静かな廊下、しかし先程の光景が頭によぎり背筋がゾッとする。
みんな無事だろうか…
俺はみんなを探しながら家庭科室へと向かった。
あそこになら包丁がある。
きっと武器になるはずだ。
暗いので壁を触りながらゆっくりと進む。
誰もいないことを確認し、階段を上る。

しかその時だった。

「うわあああああああああああああああああ」

絶叫が響いた。

急いで窓から校庭を覗く。
すると、ゆうきが奴に引きずられながら泣き叫んでいた。
2階の窓からはかずとが身を乗り出して飛び降りようとしていた。
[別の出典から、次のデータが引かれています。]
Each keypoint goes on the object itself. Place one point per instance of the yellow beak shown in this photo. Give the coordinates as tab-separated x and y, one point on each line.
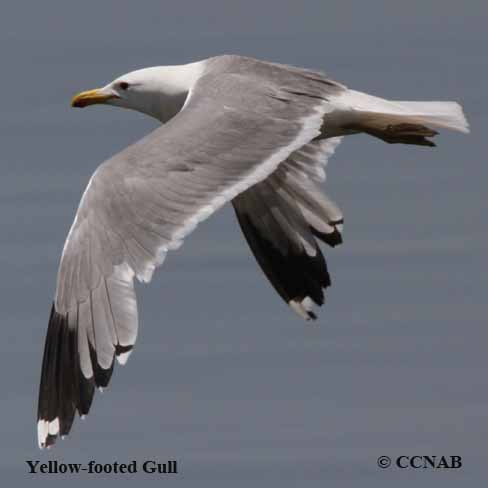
91	97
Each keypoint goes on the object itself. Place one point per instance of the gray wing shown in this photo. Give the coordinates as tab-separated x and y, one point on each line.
238	125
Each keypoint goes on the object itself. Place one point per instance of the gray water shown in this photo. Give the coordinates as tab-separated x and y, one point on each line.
225	378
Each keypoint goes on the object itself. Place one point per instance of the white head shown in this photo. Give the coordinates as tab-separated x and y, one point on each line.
159	92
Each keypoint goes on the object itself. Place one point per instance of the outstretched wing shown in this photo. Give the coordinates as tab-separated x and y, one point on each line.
282	216
233	132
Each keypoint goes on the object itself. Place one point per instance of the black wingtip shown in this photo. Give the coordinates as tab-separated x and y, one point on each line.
63	388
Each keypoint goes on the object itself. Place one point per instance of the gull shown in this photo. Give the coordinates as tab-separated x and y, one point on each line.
234	129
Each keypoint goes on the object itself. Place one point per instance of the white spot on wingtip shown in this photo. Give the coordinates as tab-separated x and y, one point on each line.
42	431
299	309
123	357
54	427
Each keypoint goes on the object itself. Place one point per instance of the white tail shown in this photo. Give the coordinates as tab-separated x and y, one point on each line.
448	115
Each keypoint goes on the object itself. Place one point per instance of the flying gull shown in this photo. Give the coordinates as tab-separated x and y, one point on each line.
238	130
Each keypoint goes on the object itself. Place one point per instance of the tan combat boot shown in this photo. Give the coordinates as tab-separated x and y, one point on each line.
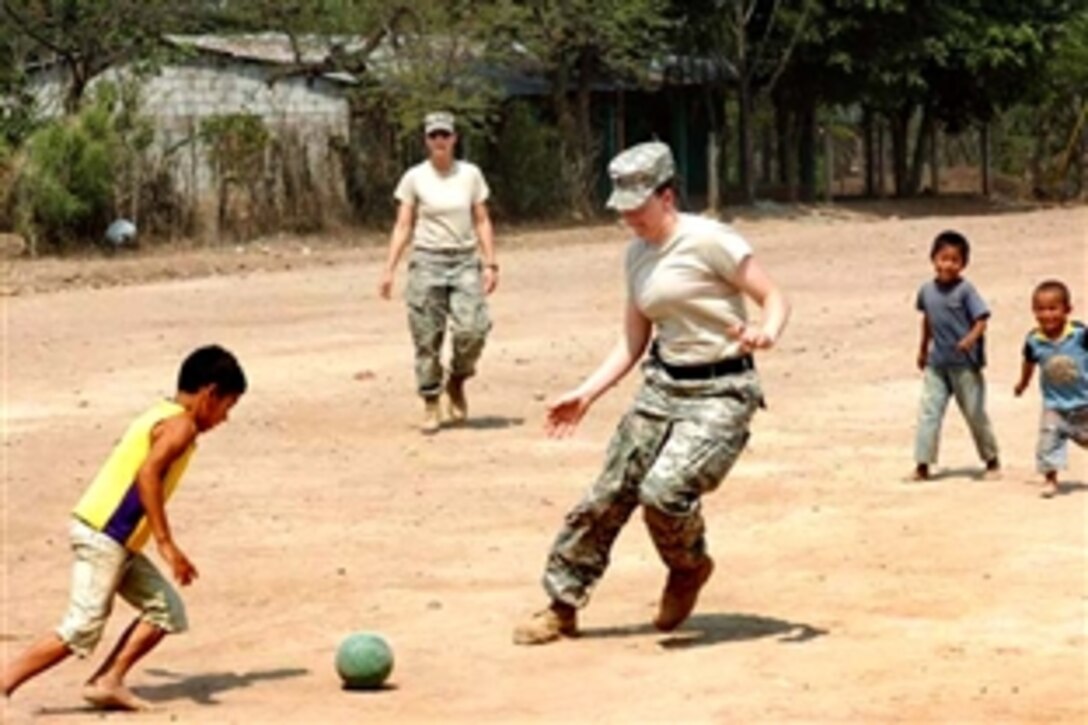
432	416
458	404
681	591
547	625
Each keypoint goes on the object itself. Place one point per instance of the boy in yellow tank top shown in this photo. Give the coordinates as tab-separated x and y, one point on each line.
123	507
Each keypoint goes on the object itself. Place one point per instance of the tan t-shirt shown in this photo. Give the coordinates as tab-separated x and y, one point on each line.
443	204
684	286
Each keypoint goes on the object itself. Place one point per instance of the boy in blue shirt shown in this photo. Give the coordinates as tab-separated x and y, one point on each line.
952	355
1060	347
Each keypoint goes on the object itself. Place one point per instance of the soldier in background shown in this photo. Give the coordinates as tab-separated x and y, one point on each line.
687	280
443	214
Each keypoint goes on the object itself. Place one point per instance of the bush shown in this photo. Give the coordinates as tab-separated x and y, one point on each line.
527	174
78	169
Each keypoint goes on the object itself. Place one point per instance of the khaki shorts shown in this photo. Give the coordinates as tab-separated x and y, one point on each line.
103	568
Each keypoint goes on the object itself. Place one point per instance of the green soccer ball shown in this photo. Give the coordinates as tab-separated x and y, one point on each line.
363	661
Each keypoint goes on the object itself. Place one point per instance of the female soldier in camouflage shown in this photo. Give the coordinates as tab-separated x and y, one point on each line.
443	213
687	281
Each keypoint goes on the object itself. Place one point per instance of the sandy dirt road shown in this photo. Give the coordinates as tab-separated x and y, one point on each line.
841	593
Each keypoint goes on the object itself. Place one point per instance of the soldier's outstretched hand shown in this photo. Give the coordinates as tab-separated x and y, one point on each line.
565	413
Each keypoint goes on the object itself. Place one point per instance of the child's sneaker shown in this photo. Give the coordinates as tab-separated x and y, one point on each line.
548	625
919	474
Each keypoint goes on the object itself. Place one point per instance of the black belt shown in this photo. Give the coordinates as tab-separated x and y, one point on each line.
730	366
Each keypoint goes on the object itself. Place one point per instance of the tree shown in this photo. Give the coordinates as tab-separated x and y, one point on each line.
956	64
86	37
756	38
576	44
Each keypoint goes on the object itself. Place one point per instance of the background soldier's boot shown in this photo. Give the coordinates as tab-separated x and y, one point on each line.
458	404
547	625
681	590
432	416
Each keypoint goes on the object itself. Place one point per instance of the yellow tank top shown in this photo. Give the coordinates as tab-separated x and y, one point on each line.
112	504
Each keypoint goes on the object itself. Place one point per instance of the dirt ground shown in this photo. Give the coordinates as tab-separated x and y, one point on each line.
842	593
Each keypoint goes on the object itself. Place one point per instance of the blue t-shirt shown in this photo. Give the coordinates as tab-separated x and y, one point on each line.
952	309
1059	394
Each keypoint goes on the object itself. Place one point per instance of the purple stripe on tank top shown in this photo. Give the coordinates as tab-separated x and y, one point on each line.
126	516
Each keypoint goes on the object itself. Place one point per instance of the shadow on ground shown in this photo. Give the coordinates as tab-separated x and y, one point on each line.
703	629
492	422
204	688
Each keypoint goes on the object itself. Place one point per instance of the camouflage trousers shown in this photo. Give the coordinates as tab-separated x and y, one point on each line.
445	289
677	442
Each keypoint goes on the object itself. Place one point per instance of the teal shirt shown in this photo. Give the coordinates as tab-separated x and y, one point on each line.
1042	351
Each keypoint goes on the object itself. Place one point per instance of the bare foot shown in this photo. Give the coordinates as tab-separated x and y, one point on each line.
14	714
114	698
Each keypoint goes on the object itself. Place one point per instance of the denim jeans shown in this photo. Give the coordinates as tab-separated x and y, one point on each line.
968	388
1055	429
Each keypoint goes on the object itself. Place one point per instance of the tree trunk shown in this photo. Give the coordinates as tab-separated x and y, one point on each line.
984	142
900	127
935	162
881	175
767	156
869	146
828	163
713	185
77	85
924	135
744	167
806	150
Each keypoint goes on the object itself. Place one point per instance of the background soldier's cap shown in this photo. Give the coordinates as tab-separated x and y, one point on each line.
637	172
439	121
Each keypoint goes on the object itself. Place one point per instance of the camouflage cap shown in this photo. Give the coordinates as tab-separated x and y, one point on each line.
439	121
637	172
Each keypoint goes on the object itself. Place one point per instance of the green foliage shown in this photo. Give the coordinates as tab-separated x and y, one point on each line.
86	37
73	179
526	172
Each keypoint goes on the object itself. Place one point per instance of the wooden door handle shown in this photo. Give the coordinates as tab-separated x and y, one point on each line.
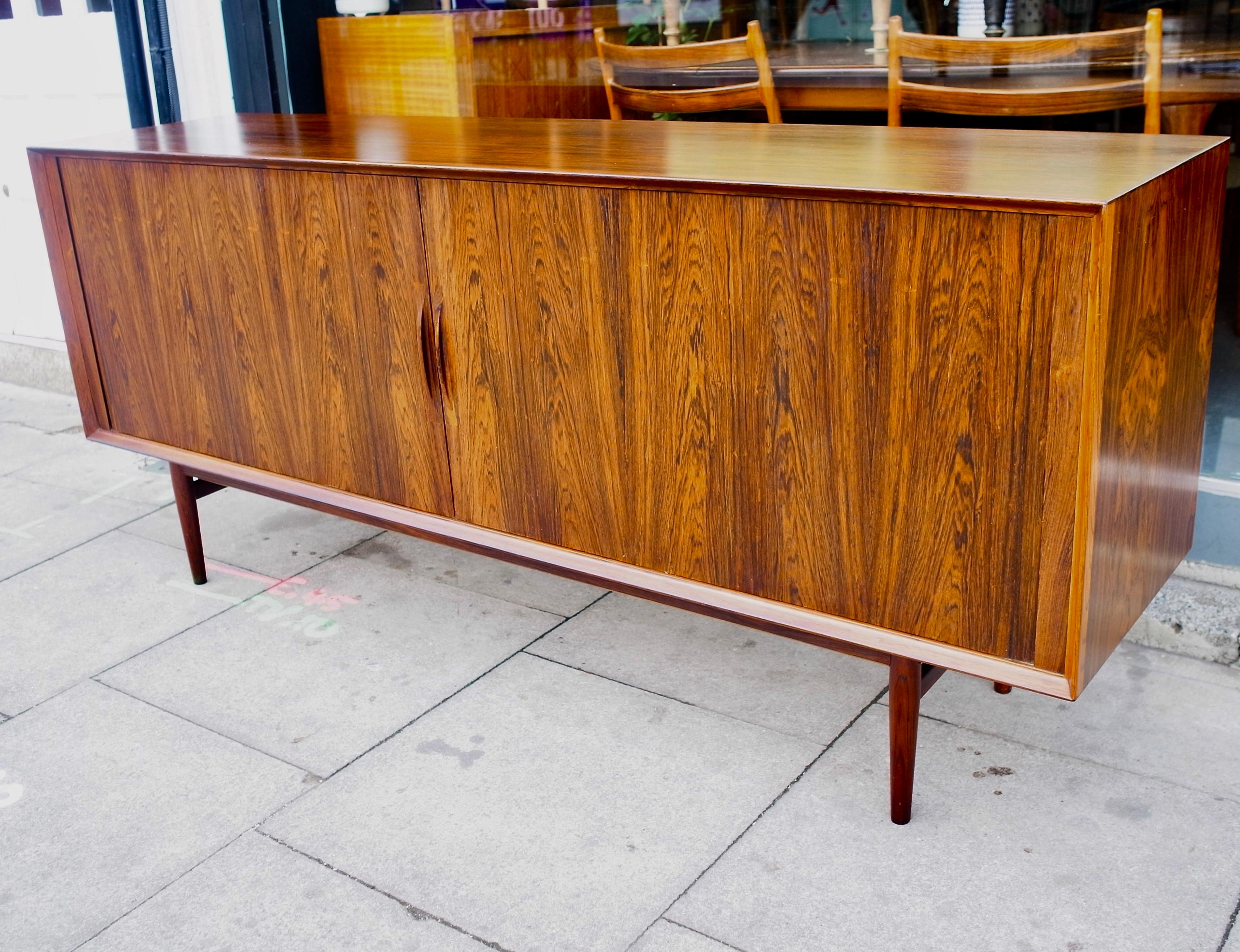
429	350
442	354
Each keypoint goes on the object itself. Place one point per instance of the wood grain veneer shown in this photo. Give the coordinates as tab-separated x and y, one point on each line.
277	323
870	386
687	386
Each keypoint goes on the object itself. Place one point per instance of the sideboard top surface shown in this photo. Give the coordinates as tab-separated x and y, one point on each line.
1031	170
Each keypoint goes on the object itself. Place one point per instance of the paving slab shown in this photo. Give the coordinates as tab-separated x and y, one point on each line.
256	896
42	409
774	682
257	534
1067	856
319	684
546	809
1148	712
25	445
666	936
94	607
37	522
106	800
97	470
478	573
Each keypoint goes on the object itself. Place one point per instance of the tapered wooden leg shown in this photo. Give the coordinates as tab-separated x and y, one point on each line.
904	701
188	509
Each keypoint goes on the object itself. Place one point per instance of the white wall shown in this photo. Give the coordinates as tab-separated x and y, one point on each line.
60	79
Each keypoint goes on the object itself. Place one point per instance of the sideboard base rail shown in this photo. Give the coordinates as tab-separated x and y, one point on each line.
790	622
908	678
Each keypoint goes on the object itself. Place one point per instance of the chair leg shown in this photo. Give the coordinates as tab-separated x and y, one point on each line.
904	701
188	509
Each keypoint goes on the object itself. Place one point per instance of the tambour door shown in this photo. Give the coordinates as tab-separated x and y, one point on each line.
867	409
270	318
が、
それをふうかに止められているようだった。
俺は急いで家庭科室へと向かうことにした。

***

「ゆうきーーー!」

かずとは叫ぶことをやめない。
このままでは奴に居場所が、もうバレてるか……
なんとか移動しようとかずとの手を引っ張るが一向に窓から離れようとしない。
奴は校庭の真ん中に立ってゆうきから手を離す。
どうやらゆうきは既に足を刺されているらしく、動けないようだった。
そして奴は倒れているゆうきの上にまたがり、包丁を振りかざす。

そのまま、ぐさり

ゆうきの悲鳴とかずとの叫び声が響く。
俺はただ口を開けて立っていることしかできなかった。
何度も何度も奴は体に包丁を刺す。
血が飛び散り校庭の土は赤く染る。
遂には悲鳴すらも消えかずとはその場に崩れ落ちた。
その瞬間、

「みィつけた」

ゾッとした。

本能的にここにはいちゃいけないと感じた。
しかしもう遅かった。
振り返るともうそこには……

奴がいた。

「うわあああああああああああああああ」

俺は庇うようにかずとに飛びつく。

死を覚悟したその時、

ドサッ

倒れたのは奴だった。

頭には見事に包丁が刺さっていた。
そしてその先には、あめがいた。

「ふうか!はやくこっちに来て!」

俺は放心状態のかずとを抱えてあめの方へと走った。